Steinert-Threlkeld on Social Media Tracking as a Tool of War

Research by Zachary Steinert-Threlkeld, assistant professor of public policy, measuring the political opinions of Russian-speakers in Ukraine at the time of Moscow’s 2014 incursion into Crimea has been published online by the journal Post Soviet Affairs. The study, co-authored by Steinert-Threlkeld and Jesse Driscoll of UC San Diego, uses a vast collection of social media data to demonstrate that many self-identified Russians living in Ukraine would not have favored a continued campaign to expand Russia’s borders. “Our supposition is that if Russian strategists were considering expansion beyond Crimea, they would have been able to use social media information to assess, with a great deal of precision and in real time, the reception that they would likely receive,” the authors wrote.
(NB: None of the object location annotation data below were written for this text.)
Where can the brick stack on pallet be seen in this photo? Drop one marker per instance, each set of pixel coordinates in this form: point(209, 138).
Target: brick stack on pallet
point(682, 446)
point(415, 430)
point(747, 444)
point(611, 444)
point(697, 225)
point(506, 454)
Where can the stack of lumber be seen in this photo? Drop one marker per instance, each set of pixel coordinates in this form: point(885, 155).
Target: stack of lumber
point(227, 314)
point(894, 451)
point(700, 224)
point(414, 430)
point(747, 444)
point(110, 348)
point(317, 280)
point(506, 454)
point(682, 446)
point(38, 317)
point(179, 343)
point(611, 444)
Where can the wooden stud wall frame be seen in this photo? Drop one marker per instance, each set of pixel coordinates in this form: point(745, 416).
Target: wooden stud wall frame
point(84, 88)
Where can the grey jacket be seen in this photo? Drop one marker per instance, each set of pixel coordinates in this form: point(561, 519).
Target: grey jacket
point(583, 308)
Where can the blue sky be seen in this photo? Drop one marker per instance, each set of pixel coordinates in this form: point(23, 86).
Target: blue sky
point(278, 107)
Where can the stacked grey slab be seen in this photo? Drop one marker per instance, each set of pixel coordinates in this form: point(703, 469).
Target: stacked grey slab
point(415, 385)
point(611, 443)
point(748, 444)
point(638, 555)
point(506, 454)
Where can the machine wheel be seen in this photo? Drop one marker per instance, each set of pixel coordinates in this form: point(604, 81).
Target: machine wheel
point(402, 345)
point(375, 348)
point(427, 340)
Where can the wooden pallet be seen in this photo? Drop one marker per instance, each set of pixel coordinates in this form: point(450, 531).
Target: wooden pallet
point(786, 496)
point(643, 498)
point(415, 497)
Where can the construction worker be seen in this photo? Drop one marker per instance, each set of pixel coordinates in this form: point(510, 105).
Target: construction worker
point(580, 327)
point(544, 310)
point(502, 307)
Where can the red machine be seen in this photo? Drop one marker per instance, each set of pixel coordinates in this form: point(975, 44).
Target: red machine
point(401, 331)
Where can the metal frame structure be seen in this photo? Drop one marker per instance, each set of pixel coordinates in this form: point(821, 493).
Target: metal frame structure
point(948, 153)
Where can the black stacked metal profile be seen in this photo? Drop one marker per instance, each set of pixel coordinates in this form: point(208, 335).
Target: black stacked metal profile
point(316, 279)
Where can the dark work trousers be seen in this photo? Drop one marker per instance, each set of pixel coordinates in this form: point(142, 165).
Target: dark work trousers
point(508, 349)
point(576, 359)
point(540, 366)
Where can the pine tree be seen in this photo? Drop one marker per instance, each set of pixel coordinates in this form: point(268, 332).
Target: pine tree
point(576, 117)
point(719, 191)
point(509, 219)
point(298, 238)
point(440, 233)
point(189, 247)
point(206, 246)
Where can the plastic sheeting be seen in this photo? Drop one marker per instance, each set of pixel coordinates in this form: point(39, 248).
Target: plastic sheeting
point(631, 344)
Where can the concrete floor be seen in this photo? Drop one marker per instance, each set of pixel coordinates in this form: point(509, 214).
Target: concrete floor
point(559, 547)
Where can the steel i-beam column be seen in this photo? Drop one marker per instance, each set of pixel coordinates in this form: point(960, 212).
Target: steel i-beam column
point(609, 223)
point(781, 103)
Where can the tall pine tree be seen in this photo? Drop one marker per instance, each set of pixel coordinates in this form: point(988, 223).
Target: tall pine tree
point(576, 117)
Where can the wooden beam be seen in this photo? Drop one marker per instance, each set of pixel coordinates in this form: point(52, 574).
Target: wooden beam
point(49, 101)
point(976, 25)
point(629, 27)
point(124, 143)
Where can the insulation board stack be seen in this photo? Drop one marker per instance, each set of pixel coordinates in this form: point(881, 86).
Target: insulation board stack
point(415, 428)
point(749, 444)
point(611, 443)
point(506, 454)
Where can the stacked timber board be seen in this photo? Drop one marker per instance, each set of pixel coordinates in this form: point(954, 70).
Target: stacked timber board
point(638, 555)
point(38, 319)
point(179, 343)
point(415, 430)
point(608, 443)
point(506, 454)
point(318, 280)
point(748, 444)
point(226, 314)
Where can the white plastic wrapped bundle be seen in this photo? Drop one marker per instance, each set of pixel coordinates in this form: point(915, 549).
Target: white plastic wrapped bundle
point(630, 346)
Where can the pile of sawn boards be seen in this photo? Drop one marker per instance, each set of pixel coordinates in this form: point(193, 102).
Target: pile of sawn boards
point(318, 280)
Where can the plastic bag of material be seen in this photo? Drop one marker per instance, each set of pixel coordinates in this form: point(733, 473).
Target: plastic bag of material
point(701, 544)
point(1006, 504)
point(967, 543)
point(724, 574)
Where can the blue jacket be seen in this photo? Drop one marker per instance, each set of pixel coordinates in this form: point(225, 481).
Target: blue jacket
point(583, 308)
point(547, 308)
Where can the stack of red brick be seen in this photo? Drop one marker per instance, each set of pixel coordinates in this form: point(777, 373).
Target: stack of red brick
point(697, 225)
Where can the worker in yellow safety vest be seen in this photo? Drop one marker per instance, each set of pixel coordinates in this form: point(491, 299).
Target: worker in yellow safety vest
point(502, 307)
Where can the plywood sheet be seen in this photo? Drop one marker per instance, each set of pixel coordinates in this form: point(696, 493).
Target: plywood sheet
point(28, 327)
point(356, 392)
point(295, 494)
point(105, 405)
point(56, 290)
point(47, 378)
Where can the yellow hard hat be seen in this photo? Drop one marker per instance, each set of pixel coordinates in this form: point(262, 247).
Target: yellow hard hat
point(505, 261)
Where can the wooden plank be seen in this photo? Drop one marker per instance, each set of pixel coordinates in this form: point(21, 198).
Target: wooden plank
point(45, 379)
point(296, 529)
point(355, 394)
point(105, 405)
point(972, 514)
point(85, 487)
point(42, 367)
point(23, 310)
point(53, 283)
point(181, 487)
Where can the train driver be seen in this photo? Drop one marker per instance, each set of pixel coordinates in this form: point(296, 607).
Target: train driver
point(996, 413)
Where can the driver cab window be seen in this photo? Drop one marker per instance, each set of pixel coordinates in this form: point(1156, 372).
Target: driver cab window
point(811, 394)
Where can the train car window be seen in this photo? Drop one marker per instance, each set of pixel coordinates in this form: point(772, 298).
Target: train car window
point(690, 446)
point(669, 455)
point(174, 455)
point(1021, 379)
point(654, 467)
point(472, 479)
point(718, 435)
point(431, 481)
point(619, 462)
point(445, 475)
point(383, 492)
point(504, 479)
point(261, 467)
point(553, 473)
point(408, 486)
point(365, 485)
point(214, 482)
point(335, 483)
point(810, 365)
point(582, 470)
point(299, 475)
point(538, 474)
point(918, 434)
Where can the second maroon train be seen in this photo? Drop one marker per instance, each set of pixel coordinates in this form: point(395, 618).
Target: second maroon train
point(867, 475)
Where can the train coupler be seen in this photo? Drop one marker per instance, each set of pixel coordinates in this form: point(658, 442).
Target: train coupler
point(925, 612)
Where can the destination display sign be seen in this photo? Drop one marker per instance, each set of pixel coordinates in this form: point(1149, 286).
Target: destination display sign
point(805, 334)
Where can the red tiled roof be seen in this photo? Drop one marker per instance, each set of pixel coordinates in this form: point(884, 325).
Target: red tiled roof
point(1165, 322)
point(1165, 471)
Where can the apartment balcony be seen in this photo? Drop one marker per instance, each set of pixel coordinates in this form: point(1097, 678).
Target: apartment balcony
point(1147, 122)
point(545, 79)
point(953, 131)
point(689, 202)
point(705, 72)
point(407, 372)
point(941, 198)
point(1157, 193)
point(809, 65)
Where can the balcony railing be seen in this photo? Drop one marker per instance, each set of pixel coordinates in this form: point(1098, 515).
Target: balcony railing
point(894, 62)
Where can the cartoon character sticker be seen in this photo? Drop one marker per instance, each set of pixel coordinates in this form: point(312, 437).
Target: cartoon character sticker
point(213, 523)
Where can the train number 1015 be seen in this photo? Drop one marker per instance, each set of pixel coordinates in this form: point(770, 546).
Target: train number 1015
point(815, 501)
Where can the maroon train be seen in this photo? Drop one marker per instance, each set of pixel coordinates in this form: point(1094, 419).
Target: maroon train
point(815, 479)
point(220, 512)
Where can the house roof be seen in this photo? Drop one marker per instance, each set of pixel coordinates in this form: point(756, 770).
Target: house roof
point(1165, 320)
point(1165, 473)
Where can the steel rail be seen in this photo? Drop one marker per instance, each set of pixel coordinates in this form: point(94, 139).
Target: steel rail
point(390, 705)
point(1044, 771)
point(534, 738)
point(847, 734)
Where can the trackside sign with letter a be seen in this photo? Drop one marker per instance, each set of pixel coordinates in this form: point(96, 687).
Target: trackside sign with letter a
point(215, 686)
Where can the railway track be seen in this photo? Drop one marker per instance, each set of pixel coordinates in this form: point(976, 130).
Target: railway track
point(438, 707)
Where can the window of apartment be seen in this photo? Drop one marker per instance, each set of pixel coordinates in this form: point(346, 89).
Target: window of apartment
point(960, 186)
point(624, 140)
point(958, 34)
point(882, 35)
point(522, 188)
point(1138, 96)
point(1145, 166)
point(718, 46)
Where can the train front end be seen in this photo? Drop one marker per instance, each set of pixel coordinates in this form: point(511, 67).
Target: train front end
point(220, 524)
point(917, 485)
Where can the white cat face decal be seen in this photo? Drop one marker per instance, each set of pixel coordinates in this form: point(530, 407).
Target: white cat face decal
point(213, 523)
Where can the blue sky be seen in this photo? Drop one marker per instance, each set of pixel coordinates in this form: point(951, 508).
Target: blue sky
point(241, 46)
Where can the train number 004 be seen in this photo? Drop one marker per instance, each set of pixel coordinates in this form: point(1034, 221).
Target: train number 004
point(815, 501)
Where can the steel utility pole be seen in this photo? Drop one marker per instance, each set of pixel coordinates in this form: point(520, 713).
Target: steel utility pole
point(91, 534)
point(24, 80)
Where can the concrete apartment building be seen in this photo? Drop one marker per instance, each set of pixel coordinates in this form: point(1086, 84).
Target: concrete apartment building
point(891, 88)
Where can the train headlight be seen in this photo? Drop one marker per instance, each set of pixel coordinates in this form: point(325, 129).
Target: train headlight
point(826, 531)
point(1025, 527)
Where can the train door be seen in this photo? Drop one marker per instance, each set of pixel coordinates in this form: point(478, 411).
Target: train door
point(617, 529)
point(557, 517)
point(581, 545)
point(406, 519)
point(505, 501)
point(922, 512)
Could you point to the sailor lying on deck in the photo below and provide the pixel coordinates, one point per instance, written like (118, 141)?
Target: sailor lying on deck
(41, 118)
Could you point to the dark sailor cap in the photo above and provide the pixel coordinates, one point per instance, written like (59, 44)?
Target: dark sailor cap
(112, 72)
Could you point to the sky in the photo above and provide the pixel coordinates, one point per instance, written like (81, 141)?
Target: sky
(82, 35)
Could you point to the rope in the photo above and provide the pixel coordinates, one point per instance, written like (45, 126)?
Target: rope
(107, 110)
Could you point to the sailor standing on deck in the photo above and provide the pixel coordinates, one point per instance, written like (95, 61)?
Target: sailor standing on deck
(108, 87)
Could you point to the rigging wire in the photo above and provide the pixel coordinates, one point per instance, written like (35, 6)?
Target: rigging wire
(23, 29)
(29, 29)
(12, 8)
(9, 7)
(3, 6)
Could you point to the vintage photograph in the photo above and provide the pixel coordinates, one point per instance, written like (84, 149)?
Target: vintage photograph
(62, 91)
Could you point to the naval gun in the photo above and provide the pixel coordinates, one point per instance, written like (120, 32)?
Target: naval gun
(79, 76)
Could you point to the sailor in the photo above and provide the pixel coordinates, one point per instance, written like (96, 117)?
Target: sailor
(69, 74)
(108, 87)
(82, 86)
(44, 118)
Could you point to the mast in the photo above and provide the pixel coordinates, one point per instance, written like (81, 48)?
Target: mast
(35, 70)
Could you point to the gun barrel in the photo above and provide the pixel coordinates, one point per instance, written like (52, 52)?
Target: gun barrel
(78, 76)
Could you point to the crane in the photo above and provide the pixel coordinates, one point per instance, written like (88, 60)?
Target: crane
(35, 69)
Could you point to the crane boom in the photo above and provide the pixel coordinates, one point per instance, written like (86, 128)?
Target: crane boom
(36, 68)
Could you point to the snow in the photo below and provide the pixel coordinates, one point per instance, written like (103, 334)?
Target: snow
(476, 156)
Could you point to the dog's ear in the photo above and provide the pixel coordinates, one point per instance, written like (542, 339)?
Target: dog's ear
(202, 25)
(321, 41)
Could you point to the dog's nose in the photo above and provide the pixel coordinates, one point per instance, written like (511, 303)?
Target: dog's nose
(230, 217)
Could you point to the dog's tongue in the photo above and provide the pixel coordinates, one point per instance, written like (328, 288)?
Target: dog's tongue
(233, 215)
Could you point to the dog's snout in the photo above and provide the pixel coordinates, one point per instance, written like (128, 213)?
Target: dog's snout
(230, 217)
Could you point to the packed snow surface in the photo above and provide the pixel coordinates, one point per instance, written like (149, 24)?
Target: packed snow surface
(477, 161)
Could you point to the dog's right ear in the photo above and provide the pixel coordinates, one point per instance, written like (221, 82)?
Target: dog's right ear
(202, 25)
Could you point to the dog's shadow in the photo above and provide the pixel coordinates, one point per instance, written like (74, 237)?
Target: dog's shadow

While there is no evidence that Russian leaders took advantage of this type of analysis, the authors conclude that tapping into social media traffic could provide a useful source of intelligence for those planning military campaigns. “Social media data are straightforward to analyze systematically and can be collected at a relatively low cost,” wrote the authors, whose team, including research assistants in Kiev, used a data set of 6.8 million tweets to gauge social attitudes shared by Russian-speakers. “The prevalence of overtly political behaviors on social media provides important clues about the political dispositions within communities,” they said.